We have the Environment Agency, Natural England, DEFRA, the Norfolk Rivers Trust, the Norfolk Anglers Conservation Association, the Your Fisheries Partnership, the Catchment Sensitive Farming Scheme, the Wensum Working Group, the Broads Authority, the Angling Trust, the Catchment Based Approach Project and endless other groups too numerous to mention.
Let me stress that this problem is not restricted to river silver fish. What, for example, has happened to the wild trout stocks of the upper Glaven? Even the Norfolk Rivers Trust, based there, admits that the decline has been catastrophic.
So what's going on? Is it water quality? Diffuse Water Pollution? Is it lack of fly life?
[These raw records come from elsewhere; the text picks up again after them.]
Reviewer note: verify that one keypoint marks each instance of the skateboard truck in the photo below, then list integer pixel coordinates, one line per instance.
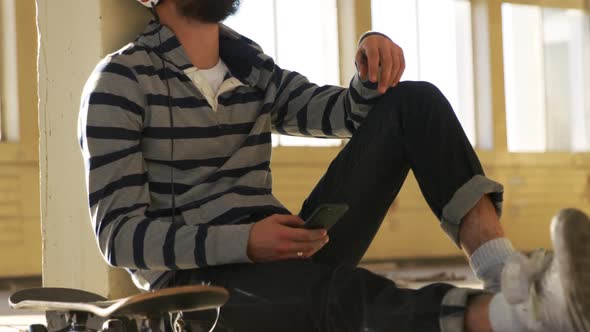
(74, 310)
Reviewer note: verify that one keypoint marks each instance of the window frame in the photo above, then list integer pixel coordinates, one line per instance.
(26, 148)
(493, 48)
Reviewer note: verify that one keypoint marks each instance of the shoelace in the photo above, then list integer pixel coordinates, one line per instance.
(520, 279)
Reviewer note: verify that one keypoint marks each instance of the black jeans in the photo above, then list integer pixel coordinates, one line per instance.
(412, 127)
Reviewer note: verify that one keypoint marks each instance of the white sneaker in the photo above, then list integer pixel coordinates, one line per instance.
(551, 293)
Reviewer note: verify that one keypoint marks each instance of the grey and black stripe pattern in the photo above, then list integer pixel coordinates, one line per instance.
(221, 159)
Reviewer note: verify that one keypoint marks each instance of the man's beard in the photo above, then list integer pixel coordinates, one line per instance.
(207, 11)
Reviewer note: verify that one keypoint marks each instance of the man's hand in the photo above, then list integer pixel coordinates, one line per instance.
(377, 54)
(281, 237)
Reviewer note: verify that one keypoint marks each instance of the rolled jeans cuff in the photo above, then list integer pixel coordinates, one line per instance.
(454, 307)
(465, 198)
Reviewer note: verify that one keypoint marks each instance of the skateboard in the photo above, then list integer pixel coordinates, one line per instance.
(75, 310)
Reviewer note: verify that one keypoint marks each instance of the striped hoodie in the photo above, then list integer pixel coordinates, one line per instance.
(221, 160)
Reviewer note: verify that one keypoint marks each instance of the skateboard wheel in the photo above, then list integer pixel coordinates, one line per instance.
(37, 328)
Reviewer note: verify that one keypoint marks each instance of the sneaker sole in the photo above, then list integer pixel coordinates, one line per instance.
(570, 232)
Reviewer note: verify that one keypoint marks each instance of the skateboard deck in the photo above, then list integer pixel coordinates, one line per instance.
(152, 304)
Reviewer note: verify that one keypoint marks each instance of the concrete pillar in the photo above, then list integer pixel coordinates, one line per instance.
(73, 36)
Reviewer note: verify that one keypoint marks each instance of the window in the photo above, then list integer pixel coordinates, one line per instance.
(436, 36)
(547, 72)
(310, 48)
(9, 121)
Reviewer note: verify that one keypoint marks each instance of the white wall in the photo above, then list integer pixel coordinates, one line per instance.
(74, 36)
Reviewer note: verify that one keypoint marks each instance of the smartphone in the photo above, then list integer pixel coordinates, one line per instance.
(325, 216)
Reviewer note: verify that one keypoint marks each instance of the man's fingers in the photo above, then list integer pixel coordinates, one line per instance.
(361, 64)
(298, 250)
(399, 70)
(289, 220)
(305, 235)
(387, 65)
(372, 54)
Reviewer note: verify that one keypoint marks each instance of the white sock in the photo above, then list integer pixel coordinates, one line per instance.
(504, 317)
(488, 261)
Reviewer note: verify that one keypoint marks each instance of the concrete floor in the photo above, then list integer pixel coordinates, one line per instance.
(407, 275)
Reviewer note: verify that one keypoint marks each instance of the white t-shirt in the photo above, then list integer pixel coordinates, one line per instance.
(208, 81)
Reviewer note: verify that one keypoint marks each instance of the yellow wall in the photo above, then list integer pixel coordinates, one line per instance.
(20, 236)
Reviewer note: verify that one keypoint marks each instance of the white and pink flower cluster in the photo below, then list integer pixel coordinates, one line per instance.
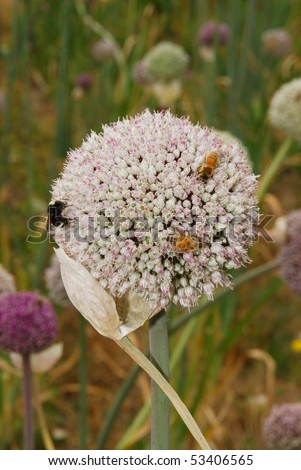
(136, 184)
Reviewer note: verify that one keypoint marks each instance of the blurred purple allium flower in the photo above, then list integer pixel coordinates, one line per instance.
(84, 81)
(282, 428)
(28, 323)
(277, 42)
(290, 253)
(103, 49)
(212, 32)
(128, 190)
(7, 282)
(2, 101)
(54, 283)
Is it lack of woody debris? Abstraction? Crayfish? Compacted spawning beds? The influence of canoes? Or is predation?
This is the probable answer that most environmentalists appear to shy away from, an issue it seems that is too hot to handle. The modern answer this century to declining fisheries is habitat based. It goes that if you get the environment right, the fish are bound to thrive. For 20 years, though, we have seen that this is not the case. We have seen re-emerging fish populations that have then inevitably been decimated by predation. Possible physical restocking of upper rivers and a measure of predator control just have now to be looked at.
What is for sure is that John Wilson was right. We do not need more data. We do not need more monitoring. What we need is action. And we need action now.
Still, nature always does have the power to amaze. Whilst the dace might be a disappearing act, it seems that the Wensum gudgeon are back everywhere.
After an absence of years, I am catching my beloved gonks from Fakenham right down to the city. It is like millions of them have been dropped into the river from a spaceship! They are all of a good size and mature enough to suggest they have been in the river, hidden for years.
Mother Nature, eh? Just when you think she's croaked it she has the power to amaze.